If only that were the case! Instead, hypothesis testing typically means that you do what’s necessary to get statistical significance, then you make a very strong claim that might make no sense at all. Statistically significant but stupid. Or, conversely, you slice the data up into little pieces so that no single piece is statistically significant, and then act as if the effect you’re studying is zero. The sad story of conventional hypothesis testing is that it is all to quick to run with a statistically significant result even if it’s coming from noise. In many problems, Bayes is about regularization—it’s about pulling unreasonable, noisy estimates down to something sensible.
Smith elaborates and makes another mistake, writing:
If I have a strong prior, and crappy data, in Bayesian I know exactly what to do; I stick with my priors. In Frequentist, nobody tells me what to do, but what I’ll probably do is weaken my prior based on the fact that I couldn’t find strong support for it.
This isn’t quite right, for three reasons. First, a Bayesian doesn’t need to stick with his or her priors, any more than any scientist needs to stick with his or her model. It’s fine—indeed, recommended—to abandon or alter a model that produces implications that don’t make sense (see my paper with Shalizi for a wordy discussion of this point). Second, the parallelism between “prior” and “data” isn’t quite appropriate. You need a model to link your data to your parameters of interest. It’s a common (and unfortunate) practice in statistics to forget about this model, but of course it could be wrong too. Economists know about this, they do lots of specification checks. Third, if you have weak data and your prior is informative, this does not imply that your prior should be weakened! If my prior reading of the literature suggests that a parameter theta should be between -0.3 and +0.3, and then I get some data that are consistent with theta being somewhere between -4 and +12, then, sure, this current dataset does not represent “strong support” for the prior—but that does not mean there’s a problem with the prior, it just means that the prior represents a lot more information than you have at hand.

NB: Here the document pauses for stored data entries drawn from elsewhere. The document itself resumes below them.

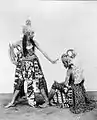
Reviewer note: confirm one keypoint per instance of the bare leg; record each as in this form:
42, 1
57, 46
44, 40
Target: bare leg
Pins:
13, 99
46, 99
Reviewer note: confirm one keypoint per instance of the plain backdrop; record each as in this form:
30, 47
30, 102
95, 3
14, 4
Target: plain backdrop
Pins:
58, 25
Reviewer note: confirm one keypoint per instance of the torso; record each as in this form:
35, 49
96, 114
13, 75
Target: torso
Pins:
77, 74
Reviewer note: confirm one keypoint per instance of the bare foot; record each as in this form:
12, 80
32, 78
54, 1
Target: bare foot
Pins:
10, 105
46, 104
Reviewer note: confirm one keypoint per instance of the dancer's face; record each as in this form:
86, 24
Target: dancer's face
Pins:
28, 23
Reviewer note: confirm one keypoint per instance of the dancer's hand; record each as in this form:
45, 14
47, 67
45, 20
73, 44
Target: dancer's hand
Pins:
55, 61
11, 104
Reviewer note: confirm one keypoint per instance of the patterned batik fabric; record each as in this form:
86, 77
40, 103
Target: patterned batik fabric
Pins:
77, 74
31, 72
81, 101
62, 96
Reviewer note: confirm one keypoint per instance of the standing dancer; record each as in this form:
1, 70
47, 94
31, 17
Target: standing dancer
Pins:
28, 68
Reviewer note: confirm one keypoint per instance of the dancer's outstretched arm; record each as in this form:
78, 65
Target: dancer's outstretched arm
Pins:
67, 77
45, 54
11, 51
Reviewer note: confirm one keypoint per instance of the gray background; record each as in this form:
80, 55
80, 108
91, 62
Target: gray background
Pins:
58, 26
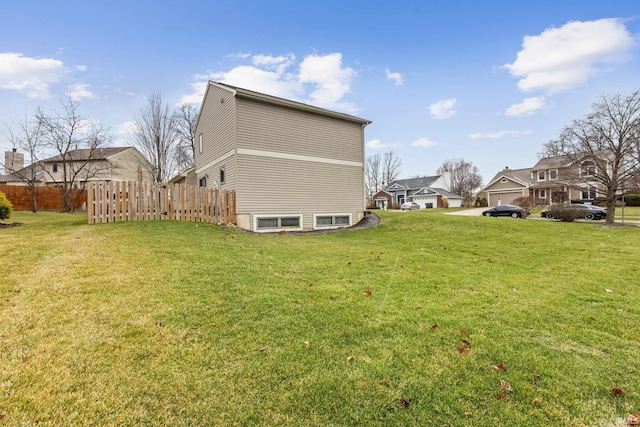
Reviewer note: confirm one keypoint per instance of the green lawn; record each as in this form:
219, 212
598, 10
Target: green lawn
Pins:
427, 319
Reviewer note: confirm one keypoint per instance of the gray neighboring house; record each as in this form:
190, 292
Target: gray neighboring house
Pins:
102, 164
427, 191
293, 166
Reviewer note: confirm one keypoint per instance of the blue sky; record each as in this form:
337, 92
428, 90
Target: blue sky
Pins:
487, 81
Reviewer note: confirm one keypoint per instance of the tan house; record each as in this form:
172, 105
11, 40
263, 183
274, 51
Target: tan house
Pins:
293, 166
82, 165
560, 175
506, 186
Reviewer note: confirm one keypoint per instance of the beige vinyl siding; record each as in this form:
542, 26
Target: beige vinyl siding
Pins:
284, 186
269, 127
212, 172
217, 126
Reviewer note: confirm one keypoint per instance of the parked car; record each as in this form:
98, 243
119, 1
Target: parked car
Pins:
506, 210
591, 212
410, 206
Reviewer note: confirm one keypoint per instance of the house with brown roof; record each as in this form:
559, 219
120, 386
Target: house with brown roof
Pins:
292, 166
551, 180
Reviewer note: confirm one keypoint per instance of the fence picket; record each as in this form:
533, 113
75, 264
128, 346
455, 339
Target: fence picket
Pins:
139, 201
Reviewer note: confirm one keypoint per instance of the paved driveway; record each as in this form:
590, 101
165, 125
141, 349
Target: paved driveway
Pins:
469, 212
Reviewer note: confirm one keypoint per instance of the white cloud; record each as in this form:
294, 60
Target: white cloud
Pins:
527, 107
320, 80
330, 79
500, 134
424, 142
126, 128
79, 91
31, 75
443, 109
239, 55
376, 144
562, 58
395, 77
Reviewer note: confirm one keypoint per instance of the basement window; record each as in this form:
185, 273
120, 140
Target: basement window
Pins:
278, 222
332, 221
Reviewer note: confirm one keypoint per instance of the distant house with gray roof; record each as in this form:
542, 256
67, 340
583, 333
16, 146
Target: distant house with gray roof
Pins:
426, 191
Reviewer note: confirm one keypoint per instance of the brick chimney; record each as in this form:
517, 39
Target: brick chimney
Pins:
13, 161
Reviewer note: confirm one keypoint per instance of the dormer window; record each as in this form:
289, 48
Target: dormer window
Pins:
588, 168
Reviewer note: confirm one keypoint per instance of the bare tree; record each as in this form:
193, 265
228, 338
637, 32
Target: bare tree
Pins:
157, 137
26, 136
76, 142
373, 173
390, 167
185, 116
603, 146
464, 177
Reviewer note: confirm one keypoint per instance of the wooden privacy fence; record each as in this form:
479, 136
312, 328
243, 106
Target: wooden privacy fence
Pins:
47, 198
138, 201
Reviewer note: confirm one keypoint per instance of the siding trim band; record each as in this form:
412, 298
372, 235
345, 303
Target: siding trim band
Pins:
224, 157
272, 154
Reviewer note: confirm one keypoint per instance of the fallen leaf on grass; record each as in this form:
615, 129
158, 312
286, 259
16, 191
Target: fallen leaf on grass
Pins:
505, 386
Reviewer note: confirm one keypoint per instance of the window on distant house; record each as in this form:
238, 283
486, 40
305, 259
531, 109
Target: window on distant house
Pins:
588, 193
338, 220
588, 168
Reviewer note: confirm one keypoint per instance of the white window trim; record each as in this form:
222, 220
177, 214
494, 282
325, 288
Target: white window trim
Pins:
271, 230
325, 227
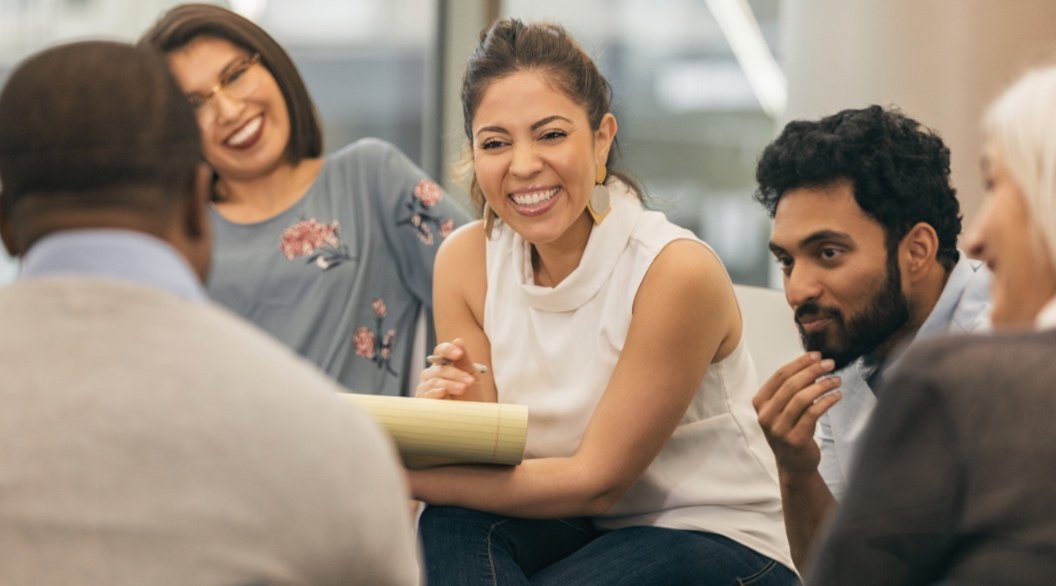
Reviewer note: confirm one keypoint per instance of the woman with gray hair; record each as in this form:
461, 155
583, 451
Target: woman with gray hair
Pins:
956, 483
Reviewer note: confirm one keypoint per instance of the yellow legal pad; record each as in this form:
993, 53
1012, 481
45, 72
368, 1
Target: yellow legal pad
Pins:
436, 432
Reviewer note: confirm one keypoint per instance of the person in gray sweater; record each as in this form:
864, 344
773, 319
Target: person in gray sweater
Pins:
149, 436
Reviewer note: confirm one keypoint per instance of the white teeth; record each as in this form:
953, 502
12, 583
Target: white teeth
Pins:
247, 131
533, 197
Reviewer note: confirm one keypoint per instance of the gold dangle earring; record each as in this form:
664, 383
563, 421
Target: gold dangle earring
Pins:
489, 220
600, 203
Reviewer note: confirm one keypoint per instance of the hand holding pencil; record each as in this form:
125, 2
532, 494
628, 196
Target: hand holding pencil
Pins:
451, 374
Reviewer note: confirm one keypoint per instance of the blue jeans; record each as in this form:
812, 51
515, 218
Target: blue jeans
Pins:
466, 547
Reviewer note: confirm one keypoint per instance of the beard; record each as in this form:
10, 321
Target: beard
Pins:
849, 338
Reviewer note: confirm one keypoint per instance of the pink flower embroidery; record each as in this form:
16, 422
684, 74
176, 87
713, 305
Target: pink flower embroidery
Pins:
387, 344
428, 192
305, 237
364, 341
447, 227
379, 307
426, 234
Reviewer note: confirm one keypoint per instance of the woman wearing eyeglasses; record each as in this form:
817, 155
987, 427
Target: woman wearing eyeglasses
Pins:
334, 254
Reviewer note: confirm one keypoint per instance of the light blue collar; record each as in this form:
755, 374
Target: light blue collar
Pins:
111, 253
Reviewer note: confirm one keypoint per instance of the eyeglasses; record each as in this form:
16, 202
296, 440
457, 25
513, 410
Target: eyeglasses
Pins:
233, 82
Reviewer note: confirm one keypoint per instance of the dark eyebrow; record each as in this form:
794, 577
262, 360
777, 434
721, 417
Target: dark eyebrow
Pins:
821, 235
234, 63
535, 126
549, 119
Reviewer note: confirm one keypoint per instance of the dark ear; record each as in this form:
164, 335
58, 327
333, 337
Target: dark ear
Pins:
920, 248
6, 231
198, 210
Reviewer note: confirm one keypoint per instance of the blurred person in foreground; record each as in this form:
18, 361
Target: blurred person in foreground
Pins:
149, 436
956, 483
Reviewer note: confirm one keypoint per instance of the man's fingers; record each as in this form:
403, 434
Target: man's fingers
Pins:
777, 379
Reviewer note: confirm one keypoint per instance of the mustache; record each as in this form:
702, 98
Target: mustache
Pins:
813, 309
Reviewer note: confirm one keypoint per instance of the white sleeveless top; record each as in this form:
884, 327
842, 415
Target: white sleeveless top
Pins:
553, 350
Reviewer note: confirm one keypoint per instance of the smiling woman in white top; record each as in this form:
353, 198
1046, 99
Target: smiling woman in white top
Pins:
621, 333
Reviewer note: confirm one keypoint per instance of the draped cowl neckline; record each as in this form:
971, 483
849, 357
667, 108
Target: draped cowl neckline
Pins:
604, 247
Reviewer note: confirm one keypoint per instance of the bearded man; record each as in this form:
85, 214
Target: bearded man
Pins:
865, 232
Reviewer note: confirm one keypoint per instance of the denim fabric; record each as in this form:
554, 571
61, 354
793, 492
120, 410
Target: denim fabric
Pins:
466, 547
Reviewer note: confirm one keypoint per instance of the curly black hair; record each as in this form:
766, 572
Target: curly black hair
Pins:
899, 171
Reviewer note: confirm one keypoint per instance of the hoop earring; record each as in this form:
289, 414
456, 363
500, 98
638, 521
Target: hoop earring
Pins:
600, 203
489, 221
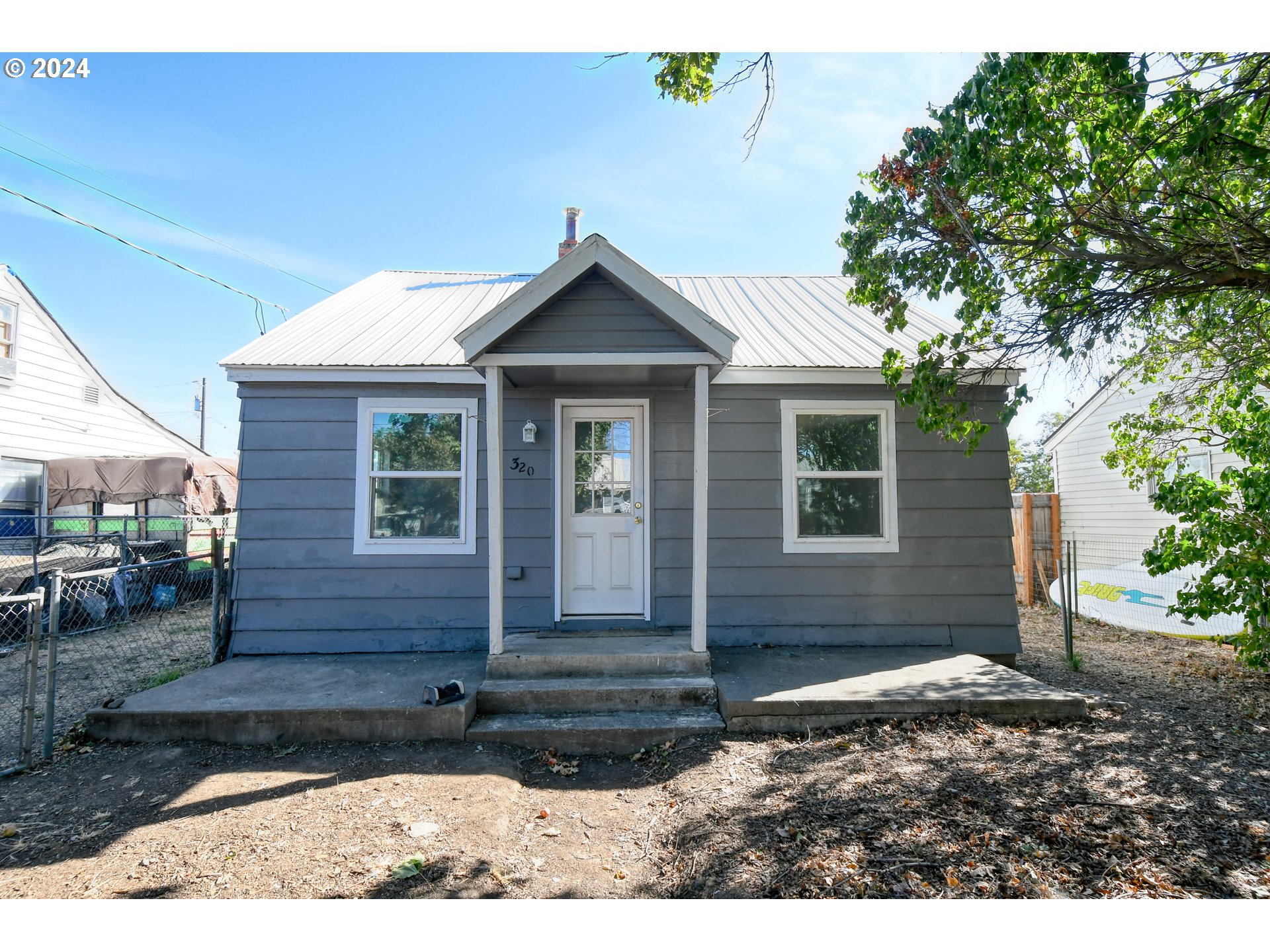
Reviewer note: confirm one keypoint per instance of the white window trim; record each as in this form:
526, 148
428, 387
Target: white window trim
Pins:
889, 539
362, 541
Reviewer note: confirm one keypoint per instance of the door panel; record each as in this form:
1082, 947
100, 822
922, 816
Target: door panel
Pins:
603, 516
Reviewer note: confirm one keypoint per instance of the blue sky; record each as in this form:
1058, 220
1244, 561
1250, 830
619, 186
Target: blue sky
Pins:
337, 165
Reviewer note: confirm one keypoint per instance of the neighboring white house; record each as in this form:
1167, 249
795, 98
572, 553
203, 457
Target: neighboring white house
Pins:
55, 404
1095, 499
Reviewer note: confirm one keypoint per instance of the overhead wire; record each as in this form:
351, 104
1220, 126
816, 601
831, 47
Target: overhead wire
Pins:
110, 194
259, 301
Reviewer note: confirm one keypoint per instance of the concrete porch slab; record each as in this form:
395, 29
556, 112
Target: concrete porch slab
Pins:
291, 698
795, 688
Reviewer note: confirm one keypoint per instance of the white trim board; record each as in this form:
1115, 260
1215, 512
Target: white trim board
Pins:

I very much respect the idea of data reduction and summarizing the information from any particular study without prejudice, but if I have to make a decision or a scientific inference, then I see no reason to rely on whatever small dataset happens to be in my viewer right now.
In that sense, I think it would be helpful to separate “the information in a dataset” from “one’s best inference after having seen the data.” If people want to give pure data summaries with no prior, that’s fine. But when they jump to making generalizable statements about the world, I don’t see it. That was the problem, for example, with that paper about the sexes of the children of beautiful and ugly parents. No matter how kosher the data summary was (and, actually, in that case the published analysis had problems even as a classical data summary), the punchline of the paper was a generalization about the population—an inference. And, there, yes, the scientific literature on sex ratios was indeed much more informative than one particular survey of 3000 people.
Similarly with Nate Silver’s analysis. Any given poll might be conducted impeccably. Still, there’s a lot more information in the mass of polls than in any single survey. So, to the extent that “Bayesian” is associated with using additional information rather than relying on a single dataset, I see why Nate is happy to associate himself with that label.
To put it another way: to the non-Bayesian, a Bayesian is someone who pollutes clean data with a subjective prior distribution. But, to the Bayesian, a classical statistician is someone who arbitrarily partitions all the available information into something called “the data” which can be analyzed and something called “prior information” which is off limits. Again, I see that this can be a useful principle for creating data summaries (each polling organization can report its own numbers based on its own data) but it doesn’t make a lot of sense to me if the goal is decision making or scientific inference.